The columnist said we used to use the word "workaholic" - but now, he said, the behavior is admired. Is it? What changed? Why am I faintly guilty all of the time that I'm not doing "something productive" e.g. work-related?

In spite of the guilt, after doing the mom thing, I made it to my nearby public wild place, the Eloise Butler Wildflower Garden and Bird Sanctuary. New camera: not so good at scenery (I revisited the reviews and found this was clearly stated), but nice quick, close-up pics of flowers. Also very nice to have something in my pocket. (Click to enlarge - REALLY large - I'll size them down in the future.)

7 comments:

Minka said...

This work thing is true, I guess. Feeling guilty. And we, teachers, are even supposed to be worse in a way, since we have a long summer break.
How much do we work? Define work.

Don't size them down too much. This is just fine.

ellen abbott said...

Isn't that what we do? Before we had jobs outside the home we worked all the time every day. That's what you did to survive.

Mel said...

I think its endemic in North American culture...this whole *work more* philosophy...I'm more inclined to strive to *work* less and see people who have mastered that delightful balance as those who have achieved great things rather than those who slog away at 80 hour weeks....

and yes, the pics are lovely just the way they are...

Minka said...

I think a 42 hour week should do to live a decent life. I'm afraid it doesn't work for everyone.

Mary Ellen said...

Well, I'm trying to do some mixing - some work at home, and some play at work! (Time to go home and feed the dog now. . . )

shoreacres said...

I found you through Ruth at Synchronizing, and have so enjoyed roaming your site.

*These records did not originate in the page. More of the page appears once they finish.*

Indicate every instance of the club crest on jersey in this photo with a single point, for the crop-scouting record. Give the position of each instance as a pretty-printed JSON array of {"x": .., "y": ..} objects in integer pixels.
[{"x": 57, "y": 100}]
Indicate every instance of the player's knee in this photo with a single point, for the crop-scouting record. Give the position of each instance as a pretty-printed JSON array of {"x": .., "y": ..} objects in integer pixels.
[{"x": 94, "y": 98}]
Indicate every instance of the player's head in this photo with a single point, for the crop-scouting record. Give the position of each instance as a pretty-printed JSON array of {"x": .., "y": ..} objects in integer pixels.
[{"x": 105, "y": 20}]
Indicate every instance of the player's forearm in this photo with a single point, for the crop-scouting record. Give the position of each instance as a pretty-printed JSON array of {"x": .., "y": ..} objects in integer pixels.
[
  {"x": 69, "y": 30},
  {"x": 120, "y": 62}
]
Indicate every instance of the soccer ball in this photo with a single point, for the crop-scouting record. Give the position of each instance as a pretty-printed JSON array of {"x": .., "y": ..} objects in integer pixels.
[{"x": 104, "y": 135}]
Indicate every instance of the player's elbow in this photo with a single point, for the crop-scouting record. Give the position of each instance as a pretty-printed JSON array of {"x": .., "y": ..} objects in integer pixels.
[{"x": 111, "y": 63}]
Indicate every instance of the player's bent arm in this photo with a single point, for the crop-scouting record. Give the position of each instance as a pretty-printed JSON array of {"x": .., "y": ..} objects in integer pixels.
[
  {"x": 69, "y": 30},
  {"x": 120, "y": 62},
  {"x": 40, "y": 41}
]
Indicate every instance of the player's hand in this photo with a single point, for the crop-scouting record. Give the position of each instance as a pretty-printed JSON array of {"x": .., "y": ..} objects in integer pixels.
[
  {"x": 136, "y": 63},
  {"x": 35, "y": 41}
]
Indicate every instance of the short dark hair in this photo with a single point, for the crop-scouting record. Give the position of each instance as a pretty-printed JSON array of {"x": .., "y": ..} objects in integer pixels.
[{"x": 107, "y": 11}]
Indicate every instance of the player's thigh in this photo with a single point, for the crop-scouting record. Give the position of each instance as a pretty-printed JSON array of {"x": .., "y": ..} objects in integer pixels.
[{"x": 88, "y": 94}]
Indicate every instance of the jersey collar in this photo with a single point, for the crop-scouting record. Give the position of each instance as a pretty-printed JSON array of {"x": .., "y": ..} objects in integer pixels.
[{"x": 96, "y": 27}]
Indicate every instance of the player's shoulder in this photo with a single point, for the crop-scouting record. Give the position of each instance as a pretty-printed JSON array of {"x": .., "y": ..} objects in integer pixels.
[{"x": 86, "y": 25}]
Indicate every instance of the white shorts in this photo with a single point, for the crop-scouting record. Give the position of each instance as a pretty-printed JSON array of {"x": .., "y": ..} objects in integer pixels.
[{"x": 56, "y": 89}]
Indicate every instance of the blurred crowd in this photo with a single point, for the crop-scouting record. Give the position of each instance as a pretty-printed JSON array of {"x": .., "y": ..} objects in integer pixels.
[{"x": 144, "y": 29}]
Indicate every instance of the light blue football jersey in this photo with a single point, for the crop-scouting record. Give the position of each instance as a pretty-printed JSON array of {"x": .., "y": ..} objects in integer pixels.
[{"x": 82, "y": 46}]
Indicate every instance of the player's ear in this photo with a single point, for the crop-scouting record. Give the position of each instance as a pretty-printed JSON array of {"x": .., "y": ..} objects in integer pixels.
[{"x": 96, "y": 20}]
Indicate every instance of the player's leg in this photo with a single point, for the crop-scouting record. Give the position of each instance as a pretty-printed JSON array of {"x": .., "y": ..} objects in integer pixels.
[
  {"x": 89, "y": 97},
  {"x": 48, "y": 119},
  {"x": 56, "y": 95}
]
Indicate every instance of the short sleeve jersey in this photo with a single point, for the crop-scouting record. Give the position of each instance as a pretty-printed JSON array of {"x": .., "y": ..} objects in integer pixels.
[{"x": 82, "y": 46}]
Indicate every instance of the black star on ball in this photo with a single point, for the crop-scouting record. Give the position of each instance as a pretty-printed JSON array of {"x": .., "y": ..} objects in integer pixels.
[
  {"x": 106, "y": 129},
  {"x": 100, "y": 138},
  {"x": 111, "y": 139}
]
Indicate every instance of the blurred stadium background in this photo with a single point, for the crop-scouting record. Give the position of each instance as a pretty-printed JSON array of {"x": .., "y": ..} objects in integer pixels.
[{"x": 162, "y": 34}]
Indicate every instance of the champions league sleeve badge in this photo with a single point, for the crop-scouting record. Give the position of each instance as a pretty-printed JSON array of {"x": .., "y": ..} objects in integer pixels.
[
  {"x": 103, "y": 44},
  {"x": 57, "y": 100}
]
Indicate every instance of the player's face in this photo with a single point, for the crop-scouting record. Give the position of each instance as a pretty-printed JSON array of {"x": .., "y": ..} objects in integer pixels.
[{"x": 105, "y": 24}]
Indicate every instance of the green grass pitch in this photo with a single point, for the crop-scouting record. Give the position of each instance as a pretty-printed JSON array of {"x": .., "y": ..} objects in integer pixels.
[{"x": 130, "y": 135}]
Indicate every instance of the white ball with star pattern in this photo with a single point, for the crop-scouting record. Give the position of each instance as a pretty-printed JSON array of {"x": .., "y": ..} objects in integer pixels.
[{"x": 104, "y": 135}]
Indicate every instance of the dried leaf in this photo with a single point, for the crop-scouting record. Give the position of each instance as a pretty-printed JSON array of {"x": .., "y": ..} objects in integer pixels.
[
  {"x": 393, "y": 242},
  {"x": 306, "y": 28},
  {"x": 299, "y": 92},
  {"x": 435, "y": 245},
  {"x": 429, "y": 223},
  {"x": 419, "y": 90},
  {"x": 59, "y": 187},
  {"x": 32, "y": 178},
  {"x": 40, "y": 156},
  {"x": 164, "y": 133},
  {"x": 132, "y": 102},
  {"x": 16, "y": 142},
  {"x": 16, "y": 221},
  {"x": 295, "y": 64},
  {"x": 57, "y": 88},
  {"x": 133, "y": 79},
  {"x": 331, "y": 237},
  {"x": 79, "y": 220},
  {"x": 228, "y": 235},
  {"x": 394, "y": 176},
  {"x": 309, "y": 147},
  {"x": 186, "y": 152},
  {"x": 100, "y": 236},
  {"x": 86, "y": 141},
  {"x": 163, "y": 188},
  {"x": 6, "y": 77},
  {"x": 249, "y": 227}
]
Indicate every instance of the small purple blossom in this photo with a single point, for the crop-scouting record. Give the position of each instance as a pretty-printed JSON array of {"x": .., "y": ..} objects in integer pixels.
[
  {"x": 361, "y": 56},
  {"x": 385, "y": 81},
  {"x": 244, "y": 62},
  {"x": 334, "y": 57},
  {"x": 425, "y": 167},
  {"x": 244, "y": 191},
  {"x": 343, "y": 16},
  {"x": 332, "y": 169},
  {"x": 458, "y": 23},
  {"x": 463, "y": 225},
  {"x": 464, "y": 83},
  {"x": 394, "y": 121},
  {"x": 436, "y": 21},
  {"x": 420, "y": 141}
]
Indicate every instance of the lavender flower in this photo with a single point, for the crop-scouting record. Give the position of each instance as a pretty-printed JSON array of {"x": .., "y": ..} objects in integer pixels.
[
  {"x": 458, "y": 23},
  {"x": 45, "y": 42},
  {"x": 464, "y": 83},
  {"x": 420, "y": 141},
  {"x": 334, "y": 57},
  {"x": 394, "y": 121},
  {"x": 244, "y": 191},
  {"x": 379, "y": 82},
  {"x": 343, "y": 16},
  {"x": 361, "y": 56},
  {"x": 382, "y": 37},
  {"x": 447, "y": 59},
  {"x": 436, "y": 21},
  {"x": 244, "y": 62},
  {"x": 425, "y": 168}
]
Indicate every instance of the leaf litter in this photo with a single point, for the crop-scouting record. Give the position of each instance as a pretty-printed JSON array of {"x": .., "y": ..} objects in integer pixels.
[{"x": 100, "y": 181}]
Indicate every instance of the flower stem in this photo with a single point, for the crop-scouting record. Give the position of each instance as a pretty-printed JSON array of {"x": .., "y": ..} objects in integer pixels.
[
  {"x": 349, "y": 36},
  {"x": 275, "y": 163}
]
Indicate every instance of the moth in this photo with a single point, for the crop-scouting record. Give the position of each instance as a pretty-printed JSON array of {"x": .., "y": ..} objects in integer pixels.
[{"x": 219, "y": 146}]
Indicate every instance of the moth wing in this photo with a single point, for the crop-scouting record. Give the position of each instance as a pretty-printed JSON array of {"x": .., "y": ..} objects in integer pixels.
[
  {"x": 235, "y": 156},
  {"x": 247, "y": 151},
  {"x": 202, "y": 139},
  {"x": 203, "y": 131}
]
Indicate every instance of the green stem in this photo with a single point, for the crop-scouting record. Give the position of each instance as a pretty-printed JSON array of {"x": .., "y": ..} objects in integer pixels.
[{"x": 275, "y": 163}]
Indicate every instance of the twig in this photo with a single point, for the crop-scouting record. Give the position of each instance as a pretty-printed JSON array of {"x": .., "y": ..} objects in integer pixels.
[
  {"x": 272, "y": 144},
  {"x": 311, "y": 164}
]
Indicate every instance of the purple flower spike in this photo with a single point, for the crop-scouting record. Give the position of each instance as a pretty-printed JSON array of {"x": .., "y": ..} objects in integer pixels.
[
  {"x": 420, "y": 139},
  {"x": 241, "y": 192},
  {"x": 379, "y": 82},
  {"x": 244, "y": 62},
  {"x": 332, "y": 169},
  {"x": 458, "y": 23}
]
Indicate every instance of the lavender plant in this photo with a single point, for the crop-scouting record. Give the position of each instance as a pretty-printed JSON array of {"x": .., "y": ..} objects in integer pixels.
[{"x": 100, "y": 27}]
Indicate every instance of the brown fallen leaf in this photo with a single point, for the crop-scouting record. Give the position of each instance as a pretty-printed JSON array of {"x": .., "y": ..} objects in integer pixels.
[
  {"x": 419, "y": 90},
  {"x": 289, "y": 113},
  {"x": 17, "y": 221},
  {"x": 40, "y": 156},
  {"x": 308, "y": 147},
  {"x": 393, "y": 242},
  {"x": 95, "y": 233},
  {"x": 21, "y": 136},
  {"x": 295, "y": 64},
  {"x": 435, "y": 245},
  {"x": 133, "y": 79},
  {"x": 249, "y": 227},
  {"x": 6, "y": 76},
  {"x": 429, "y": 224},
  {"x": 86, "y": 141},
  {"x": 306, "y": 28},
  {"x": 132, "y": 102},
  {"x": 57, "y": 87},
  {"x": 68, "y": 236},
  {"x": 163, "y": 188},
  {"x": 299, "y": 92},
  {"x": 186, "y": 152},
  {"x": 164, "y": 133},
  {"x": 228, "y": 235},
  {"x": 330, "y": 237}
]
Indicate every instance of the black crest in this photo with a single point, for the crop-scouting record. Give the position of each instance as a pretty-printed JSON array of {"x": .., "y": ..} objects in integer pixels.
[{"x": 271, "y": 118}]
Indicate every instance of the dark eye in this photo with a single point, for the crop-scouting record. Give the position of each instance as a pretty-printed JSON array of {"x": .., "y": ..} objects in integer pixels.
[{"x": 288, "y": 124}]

I'm just a year into blogging myself, and at 62, share some of your perspective on things.

I laughed and smiled my way through this post - for a glimpse into my work, you might enjoy my recent post entitled "Perspiration and Inspiration".

I'm really looking forward to more reading here - but first, I have some word to do!

Mary Ellen said...

Welcome, shoreacres! I've taken a peek at your blog - intriguing!